In what circumstances will a jury consider other crimes as aggravating factors in sentencing a convicted murderer's sentence?

California, United States of America


The following excerpt is from People v. Davenport, 221 Cal.Rptr. 794, 41 Cal.3d 247, 710 P.2d 861 (Cal. 1985):

[710 P.2d 892] The other offenses admitted in evidence involved serious acts of violence and were therefore relevant as aggravating factors to be considered by the jury in assessing penalty. (See my dissenting opinion in People v. Robertson (1982) 33 Cal.3d 21, 63, 188 Cal.Rptr. 77, 655 P.2d 279.) The other crimes need not be defined in instructions to the jury. After all, the jury should not become involved in extraneous law --i.e., legal definitions of prior crimes--but in the fact of violent conduct. Thus I find no error in the admission and consideration of other offenses.

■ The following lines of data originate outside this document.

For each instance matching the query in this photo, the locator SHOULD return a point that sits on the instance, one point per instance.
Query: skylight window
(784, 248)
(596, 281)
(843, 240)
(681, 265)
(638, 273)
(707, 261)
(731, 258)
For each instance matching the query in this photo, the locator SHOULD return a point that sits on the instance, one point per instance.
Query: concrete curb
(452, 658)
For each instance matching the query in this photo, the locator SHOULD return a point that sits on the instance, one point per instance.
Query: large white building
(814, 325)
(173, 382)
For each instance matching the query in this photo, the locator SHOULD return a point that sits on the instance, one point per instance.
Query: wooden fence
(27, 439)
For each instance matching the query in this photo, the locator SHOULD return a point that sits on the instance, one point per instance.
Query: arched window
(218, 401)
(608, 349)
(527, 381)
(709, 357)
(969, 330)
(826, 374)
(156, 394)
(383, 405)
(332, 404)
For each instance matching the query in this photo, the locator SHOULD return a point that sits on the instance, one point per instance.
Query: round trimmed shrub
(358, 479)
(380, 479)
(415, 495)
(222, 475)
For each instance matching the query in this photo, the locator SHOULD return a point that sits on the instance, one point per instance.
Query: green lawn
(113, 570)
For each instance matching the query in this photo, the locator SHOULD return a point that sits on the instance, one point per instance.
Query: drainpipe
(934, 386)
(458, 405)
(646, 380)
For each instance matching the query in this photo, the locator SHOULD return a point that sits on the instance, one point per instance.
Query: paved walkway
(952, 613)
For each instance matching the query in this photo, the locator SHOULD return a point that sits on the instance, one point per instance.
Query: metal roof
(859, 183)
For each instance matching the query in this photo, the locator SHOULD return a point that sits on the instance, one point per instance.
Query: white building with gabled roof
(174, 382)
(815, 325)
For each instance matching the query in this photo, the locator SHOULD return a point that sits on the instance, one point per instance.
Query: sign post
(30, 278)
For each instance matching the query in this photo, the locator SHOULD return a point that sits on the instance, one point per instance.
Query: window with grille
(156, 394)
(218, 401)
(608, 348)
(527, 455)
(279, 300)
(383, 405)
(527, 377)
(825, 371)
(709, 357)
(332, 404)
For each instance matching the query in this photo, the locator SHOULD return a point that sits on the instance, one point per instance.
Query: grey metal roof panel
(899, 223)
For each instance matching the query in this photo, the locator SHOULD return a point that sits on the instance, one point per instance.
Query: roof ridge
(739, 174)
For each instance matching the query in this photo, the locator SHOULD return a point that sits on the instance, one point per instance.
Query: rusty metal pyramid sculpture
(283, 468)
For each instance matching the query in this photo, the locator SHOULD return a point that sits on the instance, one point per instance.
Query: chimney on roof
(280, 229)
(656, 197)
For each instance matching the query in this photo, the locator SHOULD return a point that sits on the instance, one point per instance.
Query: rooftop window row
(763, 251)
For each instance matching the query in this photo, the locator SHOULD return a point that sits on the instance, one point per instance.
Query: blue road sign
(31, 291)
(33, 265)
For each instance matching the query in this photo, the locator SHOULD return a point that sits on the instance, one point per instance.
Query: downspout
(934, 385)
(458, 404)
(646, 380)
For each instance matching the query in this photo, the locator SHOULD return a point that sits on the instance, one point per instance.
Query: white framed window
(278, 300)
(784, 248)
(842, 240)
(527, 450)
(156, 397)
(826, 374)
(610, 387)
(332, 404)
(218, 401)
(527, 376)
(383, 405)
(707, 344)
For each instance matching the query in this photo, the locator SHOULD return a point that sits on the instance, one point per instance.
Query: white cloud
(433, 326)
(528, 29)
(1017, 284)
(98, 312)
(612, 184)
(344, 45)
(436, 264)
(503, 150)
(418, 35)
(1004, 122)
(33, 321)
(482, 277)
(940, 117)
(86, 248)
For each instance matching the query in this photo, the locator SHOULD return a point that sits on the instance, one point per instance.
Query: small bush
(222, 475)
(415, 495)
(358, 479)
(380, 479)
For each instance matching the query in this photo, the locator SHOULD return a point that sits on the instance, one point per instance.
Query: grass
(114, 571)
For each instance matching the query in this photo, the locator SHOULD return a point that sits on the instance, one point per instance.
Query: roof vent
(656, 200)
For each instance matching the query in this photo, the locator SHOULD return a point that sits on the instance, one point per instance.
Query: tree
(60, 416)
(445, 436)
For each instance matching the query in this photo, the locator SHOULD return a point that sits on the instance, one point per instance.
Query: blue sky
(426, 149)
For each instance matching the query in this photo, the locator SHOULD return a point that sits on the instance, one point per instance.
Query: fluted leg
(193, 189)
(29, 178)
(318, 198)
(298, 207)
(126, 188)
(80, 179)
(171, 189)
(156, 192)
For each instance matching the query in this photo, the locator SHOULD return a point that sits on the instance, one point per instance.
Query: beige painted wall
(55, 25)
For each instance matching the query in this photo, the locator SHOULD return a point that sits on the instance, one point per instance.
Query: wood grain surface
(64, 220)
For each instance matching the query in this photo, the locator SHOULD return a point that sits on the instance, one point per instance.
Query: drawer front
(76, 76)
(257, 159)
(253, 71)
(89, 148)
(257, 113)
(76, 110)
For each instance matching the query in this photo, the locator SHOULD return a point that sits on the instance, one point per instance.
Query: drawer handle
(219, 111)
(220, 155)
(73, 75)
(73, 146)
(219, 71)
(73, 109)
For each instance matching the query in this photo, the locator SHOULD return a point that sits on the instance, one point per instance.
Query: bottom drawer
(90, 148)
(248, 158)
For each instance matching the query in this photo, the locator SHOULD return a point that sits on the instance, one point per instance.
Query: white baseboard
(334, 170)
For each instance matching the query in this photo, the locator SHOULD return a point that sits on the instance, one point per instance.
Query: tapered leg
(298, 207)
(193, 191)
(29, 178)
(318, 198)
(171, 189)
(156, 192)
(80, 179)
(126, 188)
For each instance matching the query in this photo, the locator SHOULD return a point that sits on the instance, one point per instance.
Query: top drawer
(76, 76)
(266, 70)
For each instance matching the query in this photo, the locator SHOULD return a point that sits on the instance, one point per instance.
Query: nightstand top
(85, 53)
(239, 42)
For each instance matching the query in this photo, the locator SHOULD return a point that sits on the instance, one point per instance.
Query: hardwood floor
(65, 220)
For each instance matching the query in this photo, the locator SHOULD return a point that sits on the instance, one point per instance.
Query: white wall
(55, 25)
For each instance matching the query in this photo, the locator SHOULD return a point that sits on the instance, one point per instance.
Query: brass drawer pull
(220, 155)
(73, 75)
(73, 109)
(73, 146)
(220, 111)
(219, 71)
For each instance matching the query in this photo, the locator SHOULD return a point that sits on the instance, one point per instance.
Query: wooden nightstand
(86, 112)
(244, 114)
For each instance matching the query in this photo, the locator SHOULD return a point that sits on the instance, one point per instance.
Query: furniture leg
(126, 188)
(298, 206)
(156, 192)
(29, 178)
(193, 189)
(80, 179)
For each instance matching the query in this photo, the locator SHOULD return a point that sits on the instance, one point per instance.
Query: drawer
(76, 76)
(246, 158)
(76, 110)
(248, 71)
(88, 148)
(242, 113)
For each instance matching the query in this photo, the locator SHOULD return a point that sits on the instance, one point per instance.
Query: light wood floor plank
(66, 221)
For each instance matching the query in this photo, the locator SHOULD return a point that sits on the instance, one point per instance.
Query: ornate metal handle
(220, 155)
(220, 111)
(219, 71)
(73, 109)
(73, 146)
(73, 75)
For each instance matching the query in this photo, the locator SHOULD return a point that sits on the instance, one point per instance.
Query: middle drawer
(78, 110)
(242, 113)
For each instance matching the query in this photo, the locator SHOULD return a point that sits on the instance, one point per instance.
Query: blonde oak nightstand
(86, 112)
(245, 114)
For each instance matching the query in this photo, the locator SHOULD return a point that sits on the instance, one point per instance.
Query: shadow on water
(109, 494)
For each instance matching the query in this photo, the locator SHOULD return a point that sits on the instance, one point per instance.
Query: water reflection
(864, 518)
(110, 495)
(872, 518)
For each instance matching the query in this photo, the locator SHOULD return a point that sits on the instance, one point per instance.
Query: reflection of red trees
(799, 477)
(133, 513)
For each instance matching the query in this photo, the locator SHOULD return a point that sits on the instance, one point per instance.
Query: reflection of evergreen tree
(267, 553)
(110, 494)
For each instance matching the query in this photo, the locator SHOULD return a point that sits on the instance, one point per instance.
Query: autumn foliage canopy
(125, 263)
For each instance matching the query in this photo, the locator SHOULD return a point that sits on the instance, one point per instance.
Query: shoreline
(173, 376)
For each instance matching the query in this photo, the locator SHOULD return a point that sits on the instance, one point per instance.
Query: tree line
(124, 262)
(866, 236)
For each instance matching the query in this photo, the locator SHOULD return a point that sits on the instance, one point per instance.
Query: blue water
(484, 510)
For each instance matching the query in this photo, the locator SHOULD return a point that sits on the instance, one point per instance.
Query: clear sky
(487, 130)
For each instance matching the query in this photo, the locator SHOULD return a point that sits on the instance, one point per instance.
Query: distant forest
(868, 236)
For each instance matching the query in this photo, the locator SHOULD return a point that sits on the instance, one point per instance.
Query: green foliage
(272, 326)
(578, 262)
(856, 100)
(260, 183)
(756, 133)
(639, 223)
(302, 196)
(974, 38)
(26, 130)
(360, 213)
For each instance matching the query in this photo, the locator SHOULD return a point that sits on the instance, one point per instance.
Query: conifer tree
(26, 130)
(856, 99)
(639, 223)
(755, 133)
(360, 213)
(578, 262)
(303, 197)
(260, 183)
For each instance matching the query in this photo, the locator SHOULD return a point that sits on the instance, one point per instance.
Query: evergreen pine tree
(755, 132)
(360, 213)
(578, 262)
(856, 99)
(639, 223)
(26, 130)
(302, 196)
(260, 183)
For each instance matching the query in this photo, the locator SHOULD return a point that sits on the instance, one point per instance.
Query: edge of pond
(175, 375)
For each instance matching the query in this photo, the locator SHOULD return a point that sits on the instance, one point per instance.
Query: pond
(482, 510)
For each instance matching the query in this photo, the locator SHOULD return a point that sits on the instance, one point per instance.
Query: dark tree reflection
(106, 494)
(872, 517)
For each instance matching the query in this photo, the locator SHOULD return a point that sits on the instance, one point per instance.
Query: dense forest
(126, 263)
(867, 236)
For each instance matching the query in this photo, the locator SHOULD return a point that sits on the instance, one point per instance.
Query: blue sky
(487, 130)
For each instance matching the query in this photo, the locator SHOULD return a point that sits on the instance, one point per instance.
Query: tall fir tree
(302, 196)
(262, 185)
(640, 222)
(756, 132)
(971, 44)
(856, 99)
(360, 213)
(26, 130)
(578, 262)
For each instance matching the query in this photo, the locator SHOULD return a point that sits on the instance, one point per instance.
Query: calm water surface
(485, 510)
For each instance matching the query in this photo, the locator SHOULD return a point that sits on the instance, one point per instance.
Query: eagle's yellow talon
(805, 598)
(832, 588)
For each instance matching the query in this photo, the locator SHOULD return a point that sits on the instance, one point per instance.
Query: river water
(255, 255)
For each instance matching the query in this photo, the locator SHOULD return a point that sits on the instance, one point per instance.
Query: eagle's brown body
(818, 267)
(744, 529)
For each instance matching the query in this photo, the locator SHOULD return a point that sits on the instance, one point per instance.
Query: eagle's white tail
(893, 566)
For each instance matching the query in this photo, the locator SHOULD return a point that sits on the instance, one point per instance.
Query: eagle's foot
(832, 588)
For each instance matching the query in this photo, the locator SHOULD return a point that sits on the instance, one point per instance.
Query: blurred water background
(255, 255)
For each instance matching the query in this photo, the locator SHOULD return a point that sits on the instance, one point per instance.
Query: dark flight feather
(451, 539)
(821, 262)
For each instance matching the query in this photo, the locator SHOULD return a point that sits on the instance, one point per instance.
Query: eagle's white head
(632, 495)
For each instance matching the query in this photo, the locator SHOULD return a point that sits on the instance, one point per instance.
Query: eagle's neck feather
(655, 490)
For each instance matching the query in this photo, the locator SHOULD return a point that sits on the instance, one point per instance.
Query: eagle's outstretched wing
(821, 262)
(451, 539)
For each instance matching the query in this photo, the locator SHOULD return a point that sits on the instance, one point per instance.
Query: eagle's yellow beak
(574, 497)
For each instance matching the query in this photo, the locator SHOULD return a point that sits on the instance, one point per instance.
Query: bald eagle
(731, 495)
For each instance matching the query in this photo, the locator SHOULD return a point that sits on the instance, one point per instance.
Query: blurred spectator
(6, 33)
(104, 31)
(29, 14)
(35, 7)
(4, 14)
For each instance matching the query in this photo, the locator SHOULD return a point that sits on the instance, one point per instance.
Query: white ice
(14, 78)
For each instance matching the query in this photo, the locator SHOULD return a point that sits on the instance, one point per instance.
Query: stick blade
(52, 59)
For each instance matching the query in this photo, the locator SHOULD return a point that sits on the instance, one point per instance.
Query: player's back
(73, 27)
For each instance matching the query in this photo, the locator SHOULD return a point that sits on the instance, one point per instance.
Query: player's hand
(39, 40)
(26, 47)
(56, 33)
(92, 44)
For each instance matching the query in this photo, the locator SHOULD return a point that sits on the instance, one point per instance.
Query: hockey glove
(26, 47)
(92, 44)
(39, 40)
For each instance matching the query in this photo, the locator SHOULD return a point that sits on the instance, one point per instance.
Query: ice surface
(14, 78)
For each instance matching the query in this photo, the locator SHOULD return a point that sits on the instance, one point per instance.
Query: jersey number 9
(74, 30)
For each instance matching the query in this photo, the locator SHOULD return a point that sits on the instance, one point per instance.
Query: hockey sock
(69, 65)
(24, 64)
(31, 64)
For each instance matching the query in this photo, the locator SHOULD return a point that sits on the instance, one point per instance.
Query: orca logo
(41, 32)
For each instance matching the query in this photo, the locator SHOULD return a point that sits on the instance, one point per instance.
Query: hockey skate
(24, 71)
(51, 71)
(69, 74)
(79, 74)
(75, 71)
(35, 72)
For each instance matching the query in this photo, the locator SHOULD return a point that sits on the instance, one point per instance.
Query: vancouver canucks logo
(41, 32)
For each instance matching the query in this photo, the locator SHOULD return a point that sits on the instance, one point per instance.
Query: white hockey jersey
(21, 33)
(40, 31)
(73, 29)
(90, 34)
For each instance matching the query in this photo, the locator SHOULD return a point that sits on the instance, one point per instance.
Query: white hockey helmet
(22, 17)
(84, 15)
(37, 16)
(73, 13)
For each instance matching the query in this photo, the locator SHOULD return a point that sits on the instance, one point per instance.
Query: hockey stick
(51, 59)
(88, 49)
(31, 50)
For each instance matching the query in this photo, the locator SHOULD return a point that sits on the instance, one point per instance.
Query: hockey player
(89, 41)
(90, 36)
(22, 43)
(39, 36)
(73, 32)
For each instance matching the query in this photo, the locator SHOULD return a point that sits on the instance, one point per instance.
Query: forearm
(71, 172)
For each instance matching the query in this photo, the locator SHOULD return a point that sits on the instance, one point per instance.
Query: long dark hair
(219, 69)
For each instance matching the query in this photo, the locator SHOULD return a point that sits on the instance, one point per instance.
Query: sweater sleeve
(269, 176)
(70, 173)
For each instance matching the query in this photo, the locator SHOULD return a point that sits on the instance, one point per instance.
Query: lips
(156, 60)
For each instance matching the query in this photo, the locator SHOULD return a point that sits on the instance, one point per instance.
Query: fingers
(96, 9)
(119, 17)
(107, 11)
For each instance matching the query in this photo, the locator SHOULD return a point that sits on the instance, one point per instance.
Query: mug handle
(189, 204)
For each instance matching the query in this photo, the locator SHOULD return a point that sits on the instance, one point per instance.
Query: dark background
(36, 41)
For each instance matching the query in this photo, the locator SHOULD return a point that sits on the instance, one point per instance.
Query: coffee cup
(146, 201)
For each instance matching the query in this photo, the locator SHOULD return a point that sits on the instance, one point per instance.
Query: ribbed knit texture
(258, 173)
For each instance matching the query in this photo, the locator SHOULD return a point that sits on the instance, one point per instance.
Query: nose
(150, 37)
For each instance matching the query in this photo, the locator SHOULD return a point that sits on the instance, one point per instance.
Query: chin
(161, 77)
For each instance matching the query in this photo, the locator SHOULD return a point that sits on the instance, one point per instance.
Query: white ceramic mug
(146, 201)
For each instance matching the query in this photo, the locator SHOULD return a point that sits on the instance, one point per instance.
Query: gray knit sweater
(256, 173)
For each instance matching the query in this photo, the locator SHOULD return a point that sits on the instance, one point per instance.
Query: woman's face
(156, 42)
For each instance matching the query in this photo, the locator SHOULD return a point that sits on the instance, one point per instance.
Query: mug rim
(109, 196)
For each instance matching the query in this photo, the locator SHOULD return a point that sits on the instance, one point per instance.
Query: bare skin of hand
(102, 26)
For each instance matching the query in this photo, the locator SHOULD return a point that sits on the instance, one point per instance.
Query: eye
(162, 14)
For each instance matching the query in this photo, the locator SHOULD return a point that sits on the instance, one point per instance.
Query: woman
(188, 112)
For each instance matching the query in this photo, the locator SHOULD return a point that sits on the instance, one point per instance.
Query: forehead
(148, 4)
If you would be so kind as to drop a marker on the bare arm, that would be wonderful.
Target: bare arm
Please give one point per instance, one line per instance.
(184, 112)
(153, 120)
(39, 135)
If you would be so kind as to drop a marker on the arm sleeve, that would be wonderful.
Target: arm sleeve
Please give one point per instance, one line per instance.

Contrary to the majority holding, this case does not involve a Ramos (People v. Ramos (1984) 37 Cal.3d 136, 207 Cal.Rptr. 800, 689 P.2d 430) error. Ramos was concerned with an instruction to the jury to consider the governor's commutation power; no such instruction was given here. While the prosecutor's argument to the jury may have been suggestive of the commutation power, this error was cured by an appropriate admonition by the court to the jury, and by the usual instruction that counsels' arguments are not evidence and that only the court instructs on the applicable law.